330. La paz no es la mera ausencia de la guerra, ni se reduce al solo equilibrio de las fuerzas adversarias, ni surge de una hegemonía despótica, sino que con toda exactitud y propiedad se llama obra de la justicia (Is 32, 7). Es el fruto del orden plantado en la sociedad humana por su divino Fundador, y que los hombres, sedientos siempre de una más perfecta justicia, han de llevar a cabo. El bien común del género humano se rige primariamente por la ley eterna, pero en sus exigencias concretas, durante el transcurso del tiempo, está cometido a continuos cambios; por eso la paz jamás es una cosa del todo hecha, sino un perpetuo quehacer. Dada la fragilidad de la voluntad humana, herida por el pecado, el cuidado por la paz reclama de cada uno constante dominio de sí mismo y vigilancia por parte de la autoridad legítima.
Esto, sin embargo, no basta. Esta paz en la tierra no se puede lograr si no se asegura el bien de las personas y la comunicación espontánea entre los hombres de sus riquezas de orden intelectual y espiritual. Es absolutamente necesario el firme propósito de respetar a los demás hombres y pueblos, así como su dignidad, y el apasionado ejercicio de la fraternidad en orden a construir la paz. Así, la paz es también fruto del amor, el cual sobrepasa todo lo que la justicia puede realizar. La paz sobre la tierra, nacida del amor al prójimo, es imagen y efecto de la paz de Cristo, que procede de Dios Padre. En efecto, el propio Hijo encarnado, Príncipe de la paz, ha reconciliado con Dios a todos los hombres por medio de su cruz, y, reconstituyendo en un solo pueblo y en un solo cuerpo la unidad del género humano, ha dado muerte al odio en su propia carne y, después del triunfo de su resurrección, ha infundido el Espíritu de amor en el corazón de los hombres.
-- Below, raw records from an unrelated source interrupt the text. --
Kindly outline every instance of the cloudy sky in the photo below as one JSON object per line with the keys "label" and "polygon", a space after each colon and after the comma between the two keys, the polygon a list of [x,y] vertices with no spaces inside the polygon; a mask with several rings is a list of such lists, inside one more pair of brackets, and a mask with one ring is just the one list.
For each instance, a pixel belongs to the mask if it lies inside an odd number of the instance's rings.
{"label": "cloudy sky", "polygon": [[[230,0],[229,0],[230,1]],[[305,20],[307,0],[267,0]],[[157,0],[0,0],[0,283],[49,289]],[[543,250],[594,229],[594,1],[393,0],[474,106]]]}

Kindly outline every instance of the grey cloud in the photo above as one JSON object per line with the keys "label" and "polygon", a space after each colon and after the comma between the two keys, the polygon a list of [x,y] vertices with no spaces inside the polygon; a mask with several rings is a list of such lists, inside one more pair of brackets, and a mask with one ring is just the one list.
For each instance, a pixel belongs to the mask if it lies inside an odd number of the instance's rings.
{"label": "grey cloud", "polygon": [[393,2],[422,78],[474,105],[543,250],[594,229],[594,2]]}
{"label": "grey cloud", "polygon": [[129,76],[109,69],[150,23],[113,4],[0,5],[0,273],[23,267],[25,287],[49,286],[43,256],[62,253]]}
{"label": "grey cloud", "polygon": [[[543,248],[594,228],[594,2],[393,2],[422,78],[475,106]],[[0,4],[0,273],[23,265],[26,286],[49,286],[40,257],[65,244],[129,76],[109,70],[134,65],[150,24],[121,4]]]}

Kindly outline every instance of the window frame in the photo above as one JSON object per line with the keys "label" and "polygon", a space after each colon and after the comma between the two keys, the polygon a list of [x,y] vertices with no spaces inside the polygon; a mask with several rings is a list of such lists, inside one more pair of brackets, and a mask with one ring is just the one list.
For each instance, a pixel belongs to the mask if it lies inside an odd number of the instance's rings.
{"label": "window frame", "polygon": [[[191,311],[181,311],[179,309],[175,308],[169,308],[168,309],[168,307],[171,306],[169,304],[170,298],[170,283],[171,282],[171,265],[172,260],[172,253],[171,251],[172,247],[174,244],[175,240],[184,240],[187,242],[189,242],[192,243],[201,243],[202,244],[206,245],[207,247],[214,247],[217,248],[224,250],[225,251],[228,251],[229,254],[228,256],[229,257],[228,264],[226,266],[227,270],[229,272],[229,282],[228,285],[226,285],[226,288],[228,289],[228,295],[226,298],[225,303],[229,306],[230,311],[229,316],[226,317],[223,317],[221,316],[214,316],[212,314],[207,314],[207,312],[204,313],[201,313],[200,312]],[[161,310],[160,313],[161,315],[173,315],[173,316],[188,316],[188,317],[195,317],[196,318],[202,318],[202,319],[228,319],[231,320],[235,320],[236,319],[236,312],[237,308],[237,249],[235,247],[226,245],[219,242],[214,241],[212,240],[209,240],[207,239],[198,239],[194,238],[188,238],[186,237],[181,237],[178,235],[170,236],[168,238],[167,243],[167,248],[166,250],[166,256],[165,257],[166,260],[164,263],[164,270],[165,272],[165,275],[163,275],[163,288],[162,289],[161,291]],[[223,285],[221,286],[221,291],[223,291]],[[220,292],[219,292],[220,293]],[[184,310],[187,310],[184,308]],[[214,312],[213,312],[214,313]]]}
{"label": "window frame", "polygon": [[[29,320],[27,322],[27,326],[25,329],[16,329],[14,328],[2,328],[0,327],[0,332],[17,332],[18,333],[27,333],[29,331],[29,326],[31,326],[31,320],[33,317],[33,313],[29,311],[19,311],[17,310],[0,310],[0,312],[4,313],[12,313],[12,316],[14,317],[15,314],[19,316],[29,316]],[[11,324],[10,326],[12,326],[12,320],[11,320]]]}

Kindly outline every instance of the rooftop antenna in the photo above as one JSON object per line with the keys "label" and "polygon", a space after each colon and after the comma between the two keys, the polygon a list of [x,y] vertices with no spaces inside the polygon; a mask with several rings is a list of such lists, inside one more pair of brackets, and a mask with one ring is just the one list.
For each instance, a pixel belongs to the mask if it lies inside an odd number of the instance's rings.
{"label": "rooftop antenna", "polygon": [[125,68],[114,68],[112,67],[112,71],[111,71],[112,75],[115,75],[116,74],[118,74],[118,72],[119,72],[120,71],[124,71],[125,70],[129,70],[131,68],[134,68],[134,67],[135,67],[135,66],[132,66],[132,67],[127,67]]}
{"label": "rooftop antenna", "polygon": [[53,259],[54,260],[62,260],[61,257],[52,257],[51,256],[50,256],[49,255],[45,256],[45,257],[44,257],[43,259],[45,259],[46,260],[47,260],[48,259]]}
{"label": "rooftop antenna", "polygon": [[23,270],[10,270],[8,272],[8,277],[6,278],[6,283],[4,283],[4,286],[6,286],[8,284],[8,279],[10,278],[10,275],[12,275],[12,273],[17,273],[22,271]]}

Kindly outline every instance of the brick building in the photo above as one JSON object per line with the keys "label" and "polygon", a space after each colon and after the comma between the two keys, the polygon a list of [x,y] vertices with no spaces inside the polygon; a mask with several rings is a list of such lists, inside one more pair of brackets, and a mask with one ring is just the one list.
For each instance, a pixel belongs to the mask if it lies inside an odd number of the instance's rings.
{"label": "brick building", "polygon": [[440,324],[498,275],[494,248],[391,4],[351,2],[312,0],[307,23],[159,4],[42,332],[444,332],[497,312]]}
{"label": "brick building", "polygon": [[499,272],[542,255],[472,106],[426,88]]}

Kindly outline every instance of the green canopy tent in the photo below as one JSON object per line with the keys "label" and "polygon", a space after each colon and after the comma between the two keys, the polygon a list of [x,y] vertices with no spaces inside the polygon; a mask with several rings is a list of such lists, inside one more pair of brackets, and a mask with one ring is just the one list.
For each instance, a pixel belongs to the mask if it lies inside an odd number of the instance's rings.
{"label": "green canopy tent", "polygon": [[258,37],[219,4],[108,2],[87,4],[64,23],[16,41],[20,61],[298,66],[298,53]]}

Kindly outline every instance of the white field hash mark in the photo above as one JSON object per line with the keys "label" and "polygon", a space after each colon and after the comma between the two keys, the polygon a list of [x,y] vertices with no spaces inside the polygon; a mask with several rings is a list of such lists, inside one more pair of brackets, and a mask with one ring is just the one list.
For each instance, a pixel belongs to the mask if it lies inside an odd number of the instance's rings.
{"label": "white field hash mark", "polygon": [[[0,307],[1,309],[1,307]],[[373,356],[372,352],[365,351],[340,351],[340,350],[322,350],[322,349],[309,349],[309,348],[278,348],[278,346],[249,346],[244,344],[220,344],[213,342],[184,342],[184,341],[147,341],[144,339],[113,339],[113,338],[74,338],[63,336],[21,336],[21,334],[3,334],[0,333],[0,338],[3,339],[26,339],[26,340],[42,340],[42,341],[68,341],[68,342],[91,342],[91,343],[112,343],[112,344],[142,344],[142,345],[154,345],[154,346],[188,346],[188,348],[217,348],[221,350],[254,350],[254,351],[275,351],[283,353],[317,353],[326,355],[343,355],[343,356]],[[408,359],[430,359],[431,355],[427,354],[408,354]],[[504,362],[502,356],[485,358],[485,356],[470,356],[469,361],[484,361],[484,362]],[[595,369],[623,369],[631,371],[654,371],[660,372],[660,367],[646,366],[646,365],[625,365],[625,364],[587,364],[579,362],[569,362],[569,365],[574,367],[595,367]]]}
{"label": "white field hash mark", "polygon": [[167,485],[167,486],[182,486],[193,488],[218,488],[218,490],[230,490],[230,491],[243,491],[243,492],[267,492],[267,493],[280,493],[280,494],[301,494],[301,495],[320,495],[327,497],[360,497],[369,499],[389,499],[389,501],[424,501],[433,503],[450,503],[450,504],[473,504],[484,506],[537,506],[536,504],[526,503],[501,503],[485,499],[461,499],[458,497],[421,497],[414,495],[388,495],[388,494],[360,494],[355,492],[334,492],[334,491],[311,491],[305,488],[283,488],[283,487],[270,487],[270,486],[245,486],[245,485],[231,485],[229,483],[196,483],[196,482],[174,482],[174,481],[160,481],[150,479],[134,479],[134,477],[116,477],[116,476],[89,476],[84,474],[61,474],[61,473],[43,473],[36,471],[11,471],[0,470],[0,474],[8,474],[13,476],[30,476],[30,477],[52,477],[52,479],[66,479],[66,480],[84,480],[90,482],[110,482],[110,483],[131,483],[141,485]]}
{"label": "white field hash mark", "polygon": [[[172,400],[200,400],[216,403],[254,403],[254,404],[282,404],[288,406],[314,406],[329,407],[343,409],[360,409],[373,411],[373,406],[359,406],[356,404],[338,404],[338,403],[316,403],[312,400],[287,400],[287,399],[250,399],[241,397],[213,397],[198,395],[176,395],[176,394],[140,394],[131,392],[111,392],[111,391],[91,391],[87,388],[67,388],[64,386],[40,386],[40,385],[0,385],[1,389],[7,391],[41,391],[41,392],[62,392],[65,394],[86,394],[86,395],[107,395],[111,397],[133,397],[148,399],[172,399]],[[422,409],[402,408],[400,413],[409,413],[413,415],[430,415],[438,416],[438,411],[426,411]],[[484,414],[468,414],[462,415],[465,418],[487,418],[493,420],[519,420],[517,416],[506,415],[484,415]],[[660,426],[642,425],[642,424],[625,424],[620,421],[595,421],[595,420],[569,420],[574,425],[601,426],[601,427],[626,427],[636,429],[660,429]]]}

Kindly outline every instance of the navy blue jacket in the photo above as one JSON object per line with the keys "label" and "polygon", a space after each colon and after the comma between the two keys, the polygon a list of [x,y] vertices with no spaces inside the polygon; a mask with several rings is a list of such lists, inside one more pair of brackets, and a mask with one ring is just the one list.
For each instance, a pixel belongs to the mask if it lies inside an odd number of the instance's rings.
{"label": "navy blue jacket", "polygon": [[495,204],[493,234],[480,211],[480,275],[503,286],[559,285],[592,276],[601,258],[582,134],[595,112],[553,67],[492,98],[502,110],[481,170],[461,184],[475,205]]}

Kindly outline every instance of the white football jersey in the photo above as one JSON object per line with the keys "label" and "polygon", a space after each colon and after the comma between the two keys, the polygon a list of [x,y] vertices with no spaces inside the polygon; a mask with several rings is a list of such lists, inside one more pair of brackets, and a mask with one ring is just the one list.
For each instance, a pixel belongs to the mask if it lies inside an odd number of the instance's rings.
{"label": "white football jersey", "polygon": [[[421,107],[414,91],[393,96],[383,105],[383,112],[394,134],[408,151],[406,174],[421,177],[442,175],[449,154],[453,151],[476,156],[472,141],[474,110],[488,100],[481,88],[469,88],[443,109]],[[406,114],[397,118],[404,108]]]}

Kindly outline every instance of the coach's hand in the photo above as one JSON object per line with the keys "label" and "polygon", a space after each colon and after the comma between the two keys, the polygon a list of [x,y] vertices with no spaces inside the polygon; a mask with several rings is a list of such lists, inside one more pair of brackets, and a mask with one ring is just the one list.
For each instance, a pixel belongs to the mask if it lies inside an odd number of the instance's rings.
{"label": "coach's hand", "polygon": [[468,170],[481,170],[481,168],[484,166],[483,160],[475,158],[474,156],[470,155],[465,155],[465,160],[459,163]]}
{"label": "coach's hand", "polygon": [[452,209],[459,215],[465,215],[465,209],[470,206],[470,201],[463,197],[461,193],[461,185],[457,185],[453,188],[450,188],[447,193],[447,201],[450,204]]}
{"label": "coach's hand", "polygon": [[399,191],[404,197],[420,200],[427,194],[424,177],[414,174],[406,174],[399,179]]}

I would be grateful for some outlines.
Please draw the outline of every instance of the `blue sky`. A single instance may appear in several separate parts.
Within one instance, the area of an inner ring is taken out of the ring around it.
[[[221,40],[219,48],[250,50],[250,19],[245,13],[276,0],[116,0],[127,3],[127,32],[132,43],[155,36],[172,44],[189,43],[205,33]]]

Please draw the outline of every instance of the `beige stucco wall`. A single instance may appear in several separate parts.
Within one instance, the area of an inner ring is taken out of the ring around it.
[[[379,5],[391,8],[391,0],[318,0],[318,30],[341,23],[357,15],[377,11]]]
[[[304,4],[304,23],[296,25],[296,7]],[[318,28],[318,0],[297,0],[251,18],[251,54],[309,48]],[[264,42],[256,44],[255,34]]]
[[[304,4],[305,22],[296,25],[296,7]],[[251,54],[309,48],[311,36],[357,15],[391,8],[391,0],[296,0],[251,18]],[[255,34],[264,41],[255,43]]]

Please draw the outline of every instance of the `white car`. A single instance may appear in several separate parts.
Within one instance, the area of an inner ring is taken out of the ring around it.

Por lo cual, se llama insistentemente la atención de todos los cristianos para que, viviendo con sinceridad en la caridad (Efe 4, 15), se unan con los hombres realmente pacíficos para implorar y establecer la paz. Movidos por el mismo Espíritu, no podemos dejar de alabar a aquellos que, renunciando a la violencia en la exigencia de sus derechos, recurren a los medios de defensa, que, por otra parte, están al alcance incluso de los más débiles, con tal que esto sea posible sin lesión de los derechos y obligaciones de otros o de la sociedad.
(Gaudium et Spes, n. 78)
331. El respeto y el desarrollo de la vida humana exigen la paz. La paz no es sólo ausencia de guerra y no se limita a asegurar el
equilibrio de fuerzas adversas. La paz no puede alcanzarse en la tierra, sin la salvaguardia de los bienes de las personas, la libre comunicación entre los seres humanos, el respeto de la dignidad de las personas y de los pueblos, la práctica asidua de la fraternidad. Es la «tranquilidad del orden» (San Augustín, De Civ. Dei, IX.13.1). Es obra de la justicia y efecto de la caridad.
(CIC, n. 2304)
332. Las injusticias, las desigualdades excesivas de orden económico o social, la envidia, la desconfianza y el orgullo, que existen entre los hombres y las naciones, amenazan sin cesar la paz y causan las guerras. Todo lo que se hace para superar estos desórdenes contribuye a edificar la paz y evitar la guerra: En la medida en que los hombres son pecadores, les amenaza y les amenazará hasta la venida de Cristo, el peligro de guerra; en la medida en que, unidos por la caridad, superan el pecado, se superan también las violencias hasta que se cumpla la palabra: «De sus espadas forjarán arados y de sus lanzas podaderas. Ninguna nación levantará ya más la espada contra otra y no se adiestrarán más para el combate» (GS, n. 78; cf. Is 2, 4).
(CIC, n. 2317)
333. Es preciso respetar y tratar con humanidad a los no combatientes, a los soldados heridos y a los prisioneros. Las acciones deliberadamente contrarias al derecho de gentes y a sus principios universales, como asimismo las disposiciones que las ordenan, son crímenes. Una obediencia ciega no basta para excusar a los que se someten a ella. Así, el exterminio de un pueblo, de una nación o de una minoría étnica debe ser condenado como un pecado mortal. Existe la obligación moral de desobedecer aquellas decisiones que ordenan genocidios.